【中国】サプライチェーン安定へ、博覧会を初開催[経済]

中国初となるサプライチェーン関連の国際見本市「中国国際供応鏈促進博覧会」が開幕した=28日、北京市

中国で初開催となるサプライチェーン(供給網)関連の国際見本市「中国国際供応鏈促進博覧会(供給網博覧会)」が28日、北京市で開幕した。新華社電によると、開幕式で基調演説した李強首相は「供給網が安定すれば世界各国があまねく利益を得られる」と述べ、各方面が協力を深める国際的なプラットフォームを築く方針を示した。

李氏は、「中国は世界の供給網をより強靱(きょうじん)で効率的なものにする」と話し、世界経済の回復に貢献する意欲を強調した。

供給網の国際協力を深める上で、「保護主義やさまざまな形のデカップリング(経済切り離し)に明確に反対する」との姿勢も示した。

主催する中国国際貿易促進委員会(CCPIT)によると、中国と55カ国・地域から515社・団体が出展し、このうち26%を外国企業が占めた。中国の巨大経済圏構想「一帯一路」からは40カ国が参加した。

会場となる北京中国国際展覧中心順義館では、「スマートカー」「グリーン農業」「クリーンエネルギー」「デジタル技術」「ヘルスケア」のサプライチェーンの展示エリアを設けた。展示面積は10万平方メートル。

■日系も出展

日系企業ではガラス最大手のAGCやオムロンなどがブースを出した。

AGCはスマートカーエリアに出展し、自動車に見立てた模型に仮想現実(AR)で素材などのソリューションを映し出して製品を紹介。レーザーを使って車両周辺を認識するセンサー「LiDAR(ライダー)」に使われる素材や、江蘇省蘇州市の工場で現地生産する車載ディスプレー用カバーガラスなどをPRした。

AGCグループ中国総代表の上田敏裕氏は「中国は世界の工場で世界最大の消費市場。自動車やスマートフォンなど世界中の顧客が中国にいる。中国で生産した製品を顧客を通じて世界に広げていきたい」と話した。

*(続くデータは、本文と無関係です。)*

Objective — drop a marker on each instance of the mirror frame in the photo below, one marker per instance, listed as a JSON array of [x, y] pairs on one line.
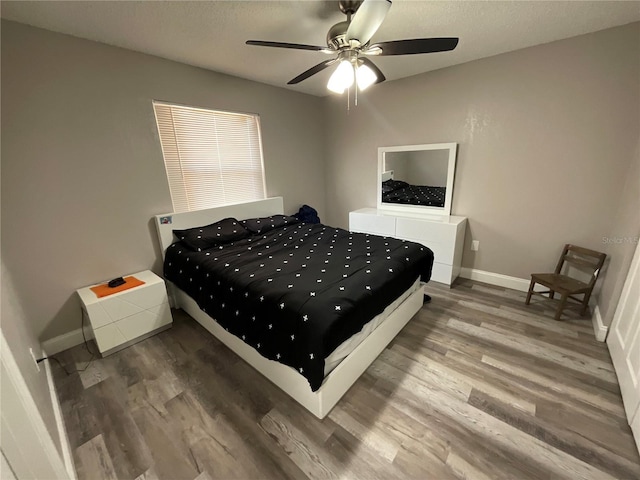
[[419, 209]]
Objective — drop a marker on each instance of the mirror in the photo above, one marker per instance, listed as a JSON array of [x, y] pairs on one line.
[[417, 178]]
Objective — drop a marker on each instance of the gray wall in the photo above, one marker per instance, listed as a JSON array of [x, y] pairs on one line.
[[19, 334], [547, 138], [82, 168]]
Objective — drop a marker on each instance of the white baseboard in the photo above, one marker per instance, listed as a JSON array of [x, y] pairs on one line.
[[67, 455], [514, 283], [66, 341], [522, 285], [599, 328]]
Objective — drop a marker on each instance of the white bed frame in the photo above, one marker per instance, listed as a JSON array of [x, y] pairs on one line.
[[335, 384]]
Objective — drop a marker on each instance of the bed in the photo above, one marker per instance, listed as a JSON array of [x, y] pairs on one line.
[[397, 191], [306, 305]]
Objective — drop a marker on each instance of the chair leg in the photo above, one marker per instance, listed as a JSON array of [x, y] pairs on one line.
[[585, 305], [563, 301], [529, 292]]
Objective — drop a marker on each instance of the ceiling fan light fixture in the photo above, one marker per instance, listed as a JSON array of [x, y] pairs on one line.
[[342, 78], [365, 77]]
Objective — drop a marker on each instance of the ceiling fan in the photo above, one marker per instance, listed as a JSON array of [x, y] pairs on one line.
[[350, 41]]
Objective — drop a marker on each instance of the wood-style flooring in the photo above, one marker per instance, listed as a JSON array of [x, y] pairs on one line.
[[476, 386]]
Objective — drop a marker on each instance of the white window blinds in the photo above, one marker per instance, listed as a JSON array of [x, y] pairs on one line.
[[212, 158]]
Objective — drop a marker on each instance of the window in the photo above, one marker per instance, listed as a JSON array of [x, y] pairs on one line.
[[212, 157]]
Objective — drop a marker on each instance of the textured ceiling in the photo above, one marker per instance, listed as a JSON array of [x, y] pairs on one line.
[[212, 34]]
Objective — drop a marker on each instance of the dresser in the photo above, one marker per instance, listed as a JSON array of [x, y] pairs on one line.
[[444, 234]]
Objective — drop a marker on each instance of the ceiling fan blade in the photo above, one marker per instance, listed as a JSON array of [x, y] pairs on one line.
[[415, 46], [296, 46], [367, 20], [372, 66], [312, 71]]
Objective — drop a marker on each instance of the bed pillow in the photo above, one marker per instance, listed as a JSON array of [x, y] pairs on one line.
[[391, 185], [264, 224], [202, 238]]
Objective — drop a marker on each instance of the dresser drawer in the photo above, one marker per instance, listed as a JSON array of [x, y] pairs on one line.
[[426, 231], [376, 224], [442, 252]]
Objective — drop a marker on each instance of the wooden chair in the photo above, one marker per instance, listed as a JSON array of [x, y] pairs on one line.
[[567, 286]]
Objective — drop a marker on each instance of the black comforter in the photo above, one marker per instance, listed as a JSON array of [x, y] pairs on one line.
[[297, 292], [397, 191]]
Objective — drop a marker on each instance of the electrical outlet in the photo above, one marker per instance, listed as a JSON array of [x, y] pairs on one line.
[[35, 360]]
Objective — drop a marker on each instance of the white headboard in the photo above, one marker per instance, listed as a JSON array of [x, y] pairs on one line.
[[165, 224], [388, 175]]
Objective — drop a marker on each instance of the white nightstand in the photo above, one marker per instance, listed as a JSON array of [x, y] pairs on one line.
[[126, 317]]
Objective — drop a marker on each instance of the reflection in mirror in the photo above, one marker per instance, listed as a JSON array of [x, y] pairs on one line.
[[417, 177]]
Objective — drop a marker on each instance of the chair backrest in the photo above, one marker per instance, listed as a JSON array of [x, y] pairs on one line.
[[583, 259]]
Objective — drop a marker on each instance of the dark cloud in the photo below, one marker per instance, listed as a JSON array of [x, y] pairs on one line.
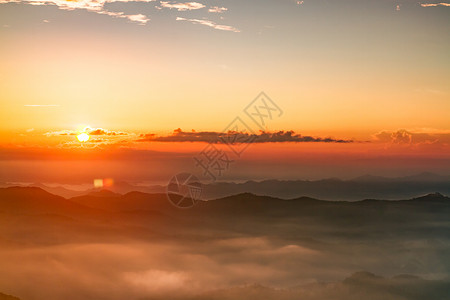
[[234, 137]]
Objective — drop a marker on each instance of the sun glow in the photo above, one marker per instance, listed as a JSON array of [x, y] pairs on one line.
[[83, 137]]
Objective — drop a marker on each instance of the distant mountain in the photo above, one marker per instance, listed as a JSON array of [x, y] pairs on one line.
[[335, 189], [363, 187], [132, 201]]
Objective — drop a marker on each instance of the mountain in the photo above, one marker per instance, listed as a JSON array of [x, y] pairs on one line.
[[36, 200], [131, 201], [335, 189]]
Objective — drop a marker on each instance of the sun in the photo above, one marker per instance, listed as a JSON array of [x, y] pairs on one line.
[[83, 137]]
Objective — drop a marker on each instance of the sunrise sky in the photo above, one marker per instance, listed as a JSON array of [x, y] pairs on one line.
[[364, 86]]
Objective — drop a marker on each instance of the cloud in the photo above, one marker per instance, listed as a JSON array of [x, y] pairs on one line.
[[41, 105], [414, 137], [210, 24], [434, 4], [182, 6], [97, 6], [217, 9], [235, 137]]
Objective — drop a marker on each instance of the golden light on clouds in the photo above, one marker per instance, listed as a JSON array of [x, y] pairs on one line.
[[83, 137]]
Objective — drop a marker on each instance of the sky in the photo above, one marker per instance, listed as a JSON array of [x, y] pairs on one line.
[[358, 87]]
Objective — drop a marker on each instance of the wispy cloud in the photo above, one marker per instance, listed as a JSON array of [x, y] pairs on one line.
[[88, 130], [414, 137], [237, 137], [182, 6], [210, 24], [217, 9], [41, 105], [434, 4], [97, 6]]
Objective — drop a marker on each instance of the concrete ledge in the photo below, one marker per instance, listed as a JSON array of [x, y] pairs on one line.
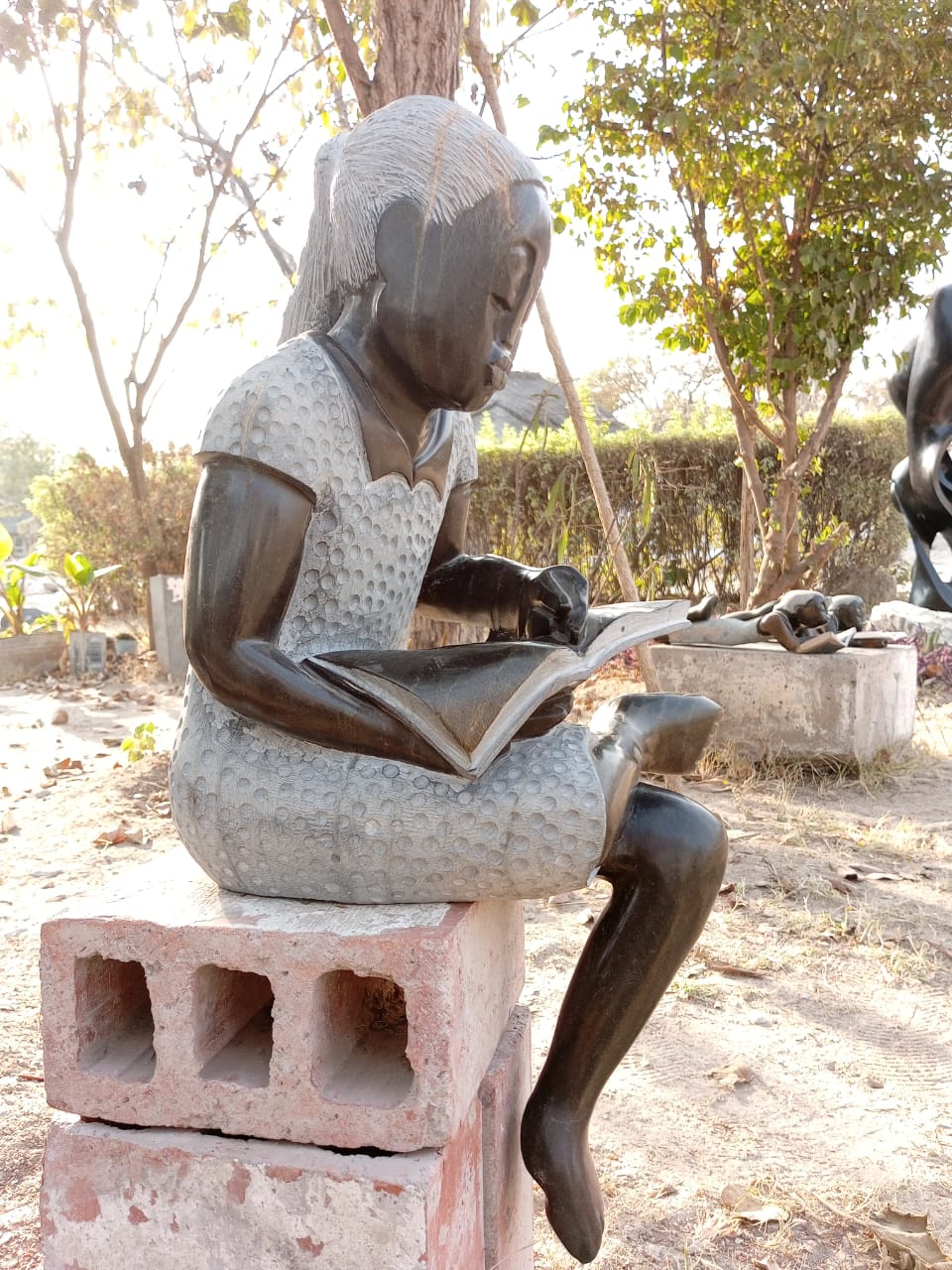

NIPPON EXPRESSホールディングス(NXHD)は、中国と海外をつなぐ輸送ルートなどをパネルにして展示した。中国グループ会社のNX国際物流(中国)で華北地域を担当する木村信介副総経理は「中国ではこれまで日系の顧客が中心だったが、最近は中国系の引き合いも増えている」と述べ、中国での認知度向上につなげる考えを示した。

日本貿易振興機構(ジェトロ)もブースを設置し、日用品を手がける中小企業など10社が参加した。

■外資2割が米企業

外国企業のうち20%は米国企業で、IT大手アップルや電気自動車(EV)大手のテスラ、インターネット通販大手アマゾン・コム、半導体のインテル、クアルコムなどが名を連ねた。

テスラはスポーツタイプ多目的車(SUV)「モデルY」などを展示し、多くの来場者を集めた。クアルコムはスマホや自動車に搭載されるシステムオンチップ(SoC)「スナップドラゴン」などを紹介した。

会期は12月2日まで。会期中はフォーラムも開かれ、テスラやグーグル、ハネウェルなど米企業の幹部も出席するという。